Recent is in een Nederlands RCT van matige kwaliteit bij een geselecteerde groep 4- tot 8-jarige kinderen met ADHD (n = 30) gekeken naar het effect van een eliminatiedieet (Pelsser et al., 2011). Alleen kinderen met ADHD die positief reageerden op een open eliminatiedieet kwamen in aanmerking voor de studie, hierdoor zijn de resultaten niet generaliseerbaar naar gezonde kinderen. Bij 19 van de 30 kinderen recidiveerden de ADHD-klachten na reïntroductie van drie voedingsmiddelen.

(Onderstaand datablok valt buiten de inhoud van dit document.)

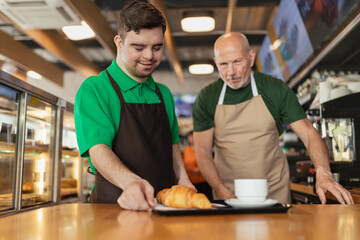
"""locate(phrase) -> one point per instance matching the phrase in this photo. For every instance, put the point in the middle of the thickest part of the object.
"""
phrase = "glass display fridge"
(39, 159)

Hoewel per individu in een cross-overopzet dubbelblind 3 lage of hoge specifieke IgG positieve voedingsmiddelen werden gegeven, waren de gevolgen op het gedrag van het kind niet op basis van de mate van IgG-positiviteit te voorspellen. In dit onderzoek werd niet gebruikgemaakt van dubbelblinde vergelijking met placebo.